DDB again offered two commercial options: A teen is standing at his locker, and you see he has huge hair. The camera pulls back, and he actually has a huge brain. Two girls walking down the hallway also have huge brains. Word Ace = huge brain. The second option was better: The camera followed teens around who've had their pattern of speech changed by the Word Ace. For instance, "He's so totally six-letter adjective that ends with 'y.'"
Ed chose version number two. Unfortunately, they lose their first shooting location, and Ed loses it a bit. But they found a better location at a middle school, and the commercial got underway. Ed changed one line at the last minute, and the teen actress had a hard time nailing it after that.
Regardless of the problems, the commercial was perfect.

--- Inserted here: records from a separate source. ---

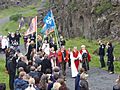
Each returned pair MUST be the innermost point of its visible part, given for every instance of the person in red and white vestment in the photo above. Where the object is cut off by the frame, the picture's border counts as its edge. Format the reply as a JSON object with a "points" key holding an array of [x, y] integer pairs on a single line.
{"points": [[53, 57], [75, 61], [86, 58]]}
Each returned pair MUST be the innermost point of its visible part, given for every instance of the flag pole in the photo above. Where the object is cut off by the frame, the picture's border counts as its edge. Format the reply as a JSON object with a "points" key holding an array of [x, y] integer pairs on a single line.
{"points": [[36, 32], [56, 32]]}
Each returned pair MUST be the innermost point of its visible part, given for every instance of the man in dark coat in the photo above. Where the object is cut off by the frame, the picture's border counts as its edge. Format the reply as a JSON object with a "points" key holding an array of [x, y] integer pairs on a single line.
{"points": [[77, 80], [11, 64], [30, 48], [20, 83], [110, 58], [21, 63], [46, 64], [102, 54]]}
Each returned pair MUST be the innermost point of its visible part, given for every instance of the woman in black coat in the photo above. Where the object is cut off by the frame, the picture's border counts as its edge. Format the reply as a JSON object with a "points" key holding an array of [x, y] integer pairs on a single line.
{"points": [[46, 64], [110, 58]]}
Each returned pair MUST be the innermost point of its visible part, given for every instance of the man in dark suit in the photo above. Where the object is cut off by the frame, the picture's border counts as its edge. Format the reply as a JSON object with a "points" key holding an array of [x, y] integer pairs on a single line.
{"points": [[102, 53], [11, 70], [46, 64]]}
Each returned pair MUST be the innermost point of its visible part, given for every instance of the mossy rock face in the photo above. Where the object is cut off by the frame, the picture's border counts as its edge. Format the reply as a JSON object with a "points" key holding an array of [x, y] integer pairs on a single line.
{"points": [[102, 7]]}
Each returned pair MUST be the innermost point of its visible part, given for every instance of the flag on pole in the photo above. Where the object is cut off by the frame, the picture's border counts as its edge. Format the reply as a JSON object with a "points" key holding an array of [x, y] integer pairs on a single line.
{"points": [[33, 26], [49, 24], [22, 23]]}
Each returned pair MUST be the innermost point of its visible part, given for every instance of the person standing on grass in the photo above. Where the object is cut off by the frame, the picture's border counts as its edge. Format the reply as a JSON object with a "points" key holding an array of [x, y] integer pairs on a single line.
{"points": [[11, 63], [63, 58], [86, 58], [102, 53], [75, 55], [110, 56], [117, 85]]}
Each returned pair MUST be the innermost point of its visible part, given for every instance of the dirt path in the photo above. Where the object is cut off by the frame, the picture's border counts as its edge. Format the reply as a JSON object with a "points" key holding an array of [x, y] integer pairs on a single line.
{"points": [[6, 19], [98, 79]]}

It was so sharp and professional. As the kids speak in their new "six letter" fashion, the letters also popped up hangman-style on the screen. Ed said the commercial will get viewers to participate, trying to figure out the words. Mary Lou noted that Ed hit all the right notes: benefit, target, the emotional side and the sale. Doug said he often gave Ed a hard time about his invention, but he loves the commercial. And Peter said that it wasn't just good, it was excellent.
Janusz, Anecia Survival Capsule
Doug said it had "been an honor" to mentor Janusz. When visiting Janusz's home, Doug told Janusz's wife that he was the smartest of all the inventors. Then he gave Janusz three questions to answer in his commercial: "Why should I [the viewer] care? What's in it for me? And why should I believe you?"

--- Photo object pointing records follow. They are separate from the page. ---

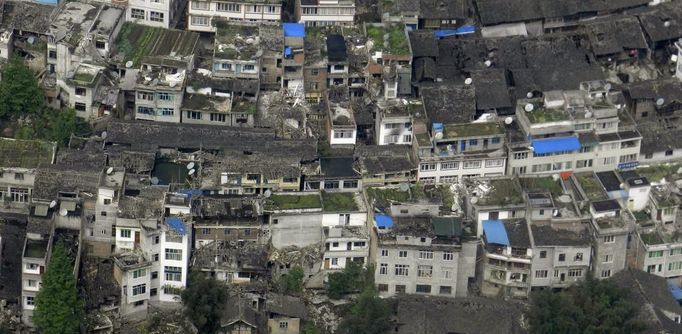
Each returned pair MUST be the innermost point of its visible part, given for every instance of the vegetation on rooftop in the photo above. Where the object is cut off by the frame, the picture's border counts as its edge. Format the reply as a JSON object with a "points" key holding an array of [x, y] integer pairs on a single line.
{"points": [[339, 201], [290, 202], [397, 41]]}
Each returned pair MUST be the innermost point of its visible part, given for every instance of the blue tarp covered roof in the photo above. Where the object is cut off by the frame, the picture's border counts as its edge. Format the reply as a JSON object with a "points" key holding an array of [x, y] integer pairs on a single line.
{"points": [[383, 221], [293, 29], [177, 225], [463, 30], [495, 233], [552, 145], [676, 291]]}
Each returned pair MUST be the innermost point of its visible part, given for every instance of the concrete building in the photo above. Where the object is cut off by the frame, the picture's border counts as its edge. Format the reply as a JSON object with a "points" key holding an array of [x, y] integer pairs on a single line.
{"points": [[324, 12], [202, 15], [560, 258], [423, 255], [507, 258]]}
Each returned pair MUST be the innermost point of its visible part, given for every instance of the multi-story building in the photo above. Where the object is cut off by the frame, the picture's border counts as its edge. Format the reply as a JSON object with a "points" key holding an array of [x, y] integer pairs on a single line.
{"points": [[507, 258], [567, 131], [201, 15], [324, 12], [560, 258], [423, 255]]}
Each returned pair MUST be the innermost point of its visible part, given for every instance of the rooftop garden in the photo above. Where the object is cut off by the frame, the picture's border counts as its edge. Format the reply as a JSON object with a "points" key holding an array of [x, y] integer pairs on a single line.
{"points": [[472, 130], [396, 42], [335, 202], [293, 202]]}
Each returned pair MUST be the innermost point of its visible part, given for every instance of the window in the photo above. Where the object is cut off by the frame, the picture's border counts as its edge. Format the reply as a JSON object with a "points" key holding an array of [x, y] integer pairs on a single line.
{"points": [[227, 7], [217, 117], [79, 106], [155, 16], [173, 254], [401, 269], [173, 273], [425, 271], [449, 165], [575, 273], [194, 115], [139, 273], [655, 254], [137, 13], [139, 289], [125, 233]]}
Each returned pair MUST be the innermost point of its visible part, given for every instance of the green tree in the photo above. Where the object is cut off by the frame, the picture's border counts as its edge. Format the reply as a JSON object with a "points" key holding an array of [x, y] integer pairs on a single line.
{"points": [[204, 301], [368, 315], [592, 306], [59, 309], [20, 93], [292, 282]]}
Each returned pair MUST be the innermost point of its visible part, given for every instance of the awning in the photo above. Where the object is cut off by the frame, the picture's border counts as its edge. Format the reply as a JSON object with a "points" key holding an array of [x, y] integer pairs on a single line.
{"points": [[552, 145], [495, 233]]}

Janusz didn't like either of the DDB choices--one showed a woman dropping her lipstick and rooting around on a car floor for it while driving, with a tagline referencing the dangerous people you're on the road with. The second showed a pregnant belly and a fetus, imparting the message that the Anecia Survival Capsule is like a womb.
Janusz wanted a bigger impact--a crash and a happy baby. And it's easy to understand why he'd want his commercial to be more visceral. After all, it's dealing with life and death. He ditched DDB and took his idea to Plum, which came up with another option. They held baby auditions (choosing a baby with amazingly punk hair). Then the night shoot got underway, but with lots of problems. Despite weather issues and a crying baby, however, the commercial still worked: the remnants of a wreck, firefighters prying open the door, and a happy baby still inside its Anecia Capsule.

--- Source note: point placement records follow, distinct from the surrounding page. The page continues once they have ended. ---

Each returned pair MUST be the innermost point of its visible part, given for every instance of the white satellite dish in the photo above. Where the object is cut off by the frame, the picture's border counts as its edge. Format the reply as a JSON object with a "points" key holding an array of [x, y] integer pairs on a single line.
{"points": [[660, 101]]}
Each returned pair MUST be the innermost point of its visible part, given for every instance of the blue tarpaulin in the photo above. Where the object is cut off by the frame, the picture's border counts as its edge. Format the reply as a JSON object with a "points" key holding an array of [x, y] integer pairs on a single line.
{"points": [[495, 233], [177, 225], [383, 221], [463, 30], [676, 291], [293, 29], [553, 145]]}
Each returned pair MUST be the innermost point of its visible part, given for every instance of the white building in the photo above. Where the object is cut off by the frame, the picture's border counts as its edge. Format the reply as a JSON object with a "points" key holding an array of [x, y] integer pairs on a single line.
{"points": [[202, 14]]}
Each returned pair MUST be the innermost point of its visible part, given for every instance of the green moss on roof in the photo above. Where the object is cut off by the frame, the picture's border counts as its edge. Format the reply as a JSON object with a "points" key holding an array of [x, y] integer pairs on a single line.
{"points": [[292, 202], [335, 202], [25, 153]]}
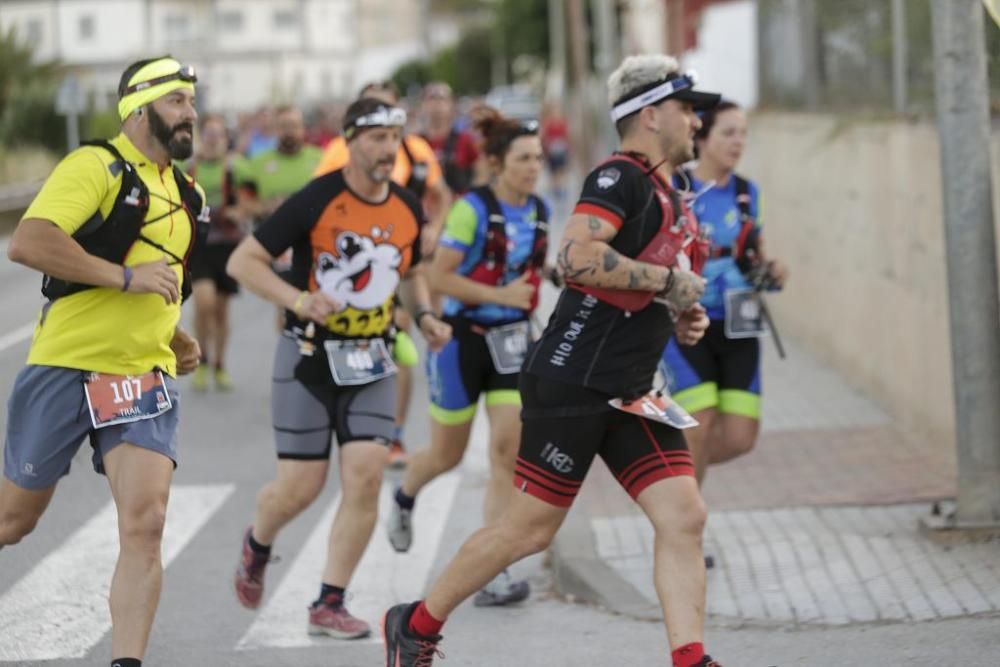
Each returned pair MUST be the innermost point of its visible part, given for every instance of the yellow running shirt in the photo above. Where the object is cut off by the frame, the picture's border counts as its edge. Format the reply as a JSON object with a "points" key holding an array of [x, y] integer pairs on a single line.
{"points": [[103, 329]]}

Mary Lou said the commercial "tapped into every mother's heart and fear" and gave those mothers a solution. Ed said the same thing my boyfriend did: He wanted to see the capsule actually in motion. Doug said: "You captured the moment and delivered the benefit."
After the four commercials were aired, each inventor gave a short speech to tell American why we should vote for them.
And yes, I voted! And no, I'm not going to say who I voted for. But I'll offer my predictions of who will get the most votes. I think Erik will, unfortunately, lose. His product is very nichey, and the commercial didn't deliver. Next will be Francisco. Again, I think he has the same issues, though to a lesser degree. First runner-up? My favorite, Janusz. There's still the question of how much effort it will take to get the Anecia to market, and some people may still consider the seat too large. And there'll be a big hurdle to get over convincing people that conventional baby seats aren't as good.
Finally, I think the Anecia won't win simply because Ed nailed his Word Ace commercial so well. This product has appeal to all audiences: parents, kids and people who just like games. But it's up to America to decide, and we'll all find out who wins on May 18. Be sure to tune in.